Two summers ago, in the heat of massive Hong Kong street protests when pro-democracy protesters clashed with police, they were still on the frontlines: enthusiastic young reporters, working for the Apple Daily tabloid.
Day after day, they were tear gas and clubbed. They exchanged insults with police as they broadcast live cellphone footage to citizens mostly behind the protests and angry with the city government.
Apple Daily has become a symbol of the struggle, providing a rambling voice for the pro-democracy movement – alongside celebrity gossip and hard-hitting inquiries into the private affairs of public officials.
“There was a kind of desperation on the part of people,” said Elven Yu Kin-man, reporter for Apple Daily. “They wanted to have a journal to write about their feelings, to express their opinions.”
The tabloid has also become a prime target for Hong Kong rulers and their overlords in Beijing.
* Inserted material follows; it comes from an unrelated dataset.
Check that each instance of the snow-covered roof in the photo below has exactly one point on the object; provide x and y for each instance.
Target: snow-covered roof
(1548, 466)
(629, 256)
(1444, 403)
It was forced to close Thursday after 26 years.
“More than furious”
“I am beyond pissed off and depressed,” Yu said in a telephone interview with CBC News, after his last day of reporting for Apple Daily on Wednesday.
Another reporter, who did not want her name used for fear of being arrested, told CBC “at least we fought and showed our dignity.”
WATCH | The closure of the Hong Kong newspaper will have a “chilling effect”, according to the journalists’ union:
Ronson Chan, chairman of the Hong Kong Journalists Association, said shutting down pro-democracy Apple Daily may cause other journalists to avoid covering information that could be affected by the new national security law . (Lam Yik / Reuters) 0:21
Hundreds of police descended into the newsroom last week, seizing reporters’ computers and rummaging around offices in what officers described as a “national security investigation”, alleging vague “collusion with A strange country”.
Several editors were arrested and $ 2.3 million in assets were frozen, making it impossible for the presses to operate.
The tabloid’s pugnacious founder and owner, mogul Jimmy Lai, is already in jail. He was sentenced this spring to 14 months in prison for participating in illegal gatherings and faces new charges under Beijing’s National Security Act.
But his real offense was probably political. Lai has long been a vocal critic of the Chinese Communist Party. He predicted last May in the New York Times that Beijing “would tire of not only Hong Kong’s free press, but its free people as well.”
He also warned his team that being a reporter in Hong Kong was “dangerous work”.
“We knew we wouldn’t be safe once our boss was targeted,” Yu said. “We were living in a kind of terror and awaiting death. But it’s hard to believe the time is right.”
National security law undermines press freedom
Journalist Yeung Ching-kee was also arrested this week.
Like the rest of the Apple Daily archives, its columns accusing officials of plotting to “strangle” the tabloid are no longer online.
Indeed, much of Hong Kong’s free-wheeling media atmosphere – unique on Chinese soil – is now fading.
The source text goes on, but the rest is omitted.